Six strangers have all been given an invite to try out a new escape room. If they can manage to get out, they’ll get $10,000. The eclectic group of individuals includes timid college student Zoey Davis (Taylor Russell), arrogant rich guy Jason Walker (Jay Ellis), stockroom worker Ben Miller (Logan Miller), veteran Amanda Harper (Deborah Ann Woll), chipper Mike Nolan (Tylor Labine) and escape room expert Danny Khan (Nik Dodani). Though Danny’s gone through numerous escape rooms in the past, he’s never seen anything like the one he and the other five characters must endure. The challenges here are frighteningly real and the consequences of not following all the clues properly are deadly.
Who exactly will make it out of these escape rooms and who won’t isn’t exactly difficult to parse out right from the very start of Escape Room. The screenplay plays things broadly with its characters, shades of grey really don’t belong here save for internally tortured Ben Miller. The arch nature of things is even found in the assortment of supposedly difficult riddles meant to lead characters to important clues that even a dumbo like myself was able to figure out long before in-movie figures caught on. There’s little in the way of extreme innovation going on in Escape Room in terms of its characters but there is quite a bit of solid competence, at least most of them have, for instance, coherent backstories which is an outright revelation to see in a horror movie dropped in the first weekend of January
Plus, the characters are brought to life by an assortment of TV and character actors that actually deliver fine work in their roles, particularly Taylor Russell in the lead role of a bookworm so nerdy and timid that she makes Rick Moranis look like Jason Momoa. The various players in the story also work well in their function as entities to be terrified by the various escape rooms well. If there’s something this film manages to nail down, it’s the sequences involving the escape rooms themselves. Director Adam Robitel relies heavily on fun doses of tension rather than bloodshed in these set pieces which also tend to work better than expected because of editing and writing that ensures that each of the six characters always has something to do in any given escape room, nobody in the case is just sitting on the sidelines waiting to get slaughtered.
The characters aren’t at all three-dimensional but at least they serve a purpose when it comes time to figure out how to escape a spooky room. Said spooky rooms are brought to life by some nifty-looking sets, the best of which is an upside-down tavern that houses the best scene of the film as the characters try to figure out a password as the “floor” vanishes beneath them while the Petula Clark song Downtown (what a fun needle drop choice) plays on repeat in the background. It’s a truly well-done scene that serves as the apex section of Escape Room whose only drawback is that it comes too early in the overall film, after this the more budget-conscious sets, like a grimy hospital wing and an abandoned warehouse, just stick out like a sore thumb due to their lack of innovation.

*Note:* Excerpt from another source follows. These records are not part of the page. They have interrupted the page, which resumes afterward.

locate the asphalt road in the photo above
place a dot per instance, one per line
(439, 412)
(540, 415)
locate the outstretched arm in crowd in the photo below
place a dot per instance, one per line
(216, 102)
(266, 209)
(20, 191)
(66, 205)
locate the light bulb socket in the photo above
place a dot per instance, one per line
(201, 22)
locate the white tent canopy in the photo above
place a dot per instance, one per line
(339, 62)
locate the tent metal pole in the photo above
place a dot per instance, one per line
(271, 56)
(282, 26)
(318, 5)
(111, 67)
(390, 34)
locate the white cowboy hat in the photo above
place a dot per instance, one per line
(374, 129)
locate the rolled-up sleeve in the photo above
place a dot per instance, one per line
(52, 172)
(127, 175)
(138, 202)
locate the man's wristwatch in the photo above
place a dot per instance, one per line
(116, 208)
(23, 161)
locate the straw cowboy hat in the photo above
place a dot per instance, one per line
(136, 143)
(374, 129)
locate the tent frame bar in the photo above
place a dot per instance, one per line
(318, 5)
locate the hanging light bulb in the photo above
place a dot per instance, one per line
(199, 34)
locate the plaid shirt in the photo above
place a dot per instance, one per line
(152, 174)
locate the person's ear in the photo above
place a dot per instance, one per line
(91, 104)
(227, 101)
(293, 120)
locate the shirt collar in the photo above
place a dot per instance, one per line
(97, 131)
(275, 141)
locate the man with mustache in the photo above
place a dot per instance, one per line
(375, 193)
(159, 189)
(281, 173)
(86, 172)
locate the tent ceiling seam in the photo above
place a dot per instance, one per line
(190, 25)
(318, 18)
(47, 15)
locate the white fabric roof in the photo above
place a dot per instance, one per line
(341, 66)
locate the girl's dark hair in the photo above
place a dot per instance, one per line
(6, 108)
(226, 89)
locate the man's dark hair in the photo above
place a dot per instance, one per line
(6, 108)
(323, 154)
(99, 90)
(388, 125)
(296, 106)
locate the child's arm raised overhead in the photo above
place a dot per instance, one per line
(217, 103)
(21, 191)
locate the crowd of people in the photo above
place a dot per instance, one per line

Escape Room’s closing scenes register as underwhelming beyond just its sets though since the film makes the odd decision to close things out on a bunch of clunky scenes that serve as merely belabored sequel set-up. These kinds of scenes need to be saved for either during or after the credits, not at the tail end of the actual film where it ends up leaving a sour taste in one’s mouth. Much of Escape Room delivers some alright suspense thrills that help make its boilerplate narrative tendencies easier to swallow, but that ending really is just poorly executed. Then again, there are worse ways to close out a horror movie opening in the first weekend of January. They could have, for instance, just cut abruptly to black and then had some on-screen text urge viewers to go check out some website.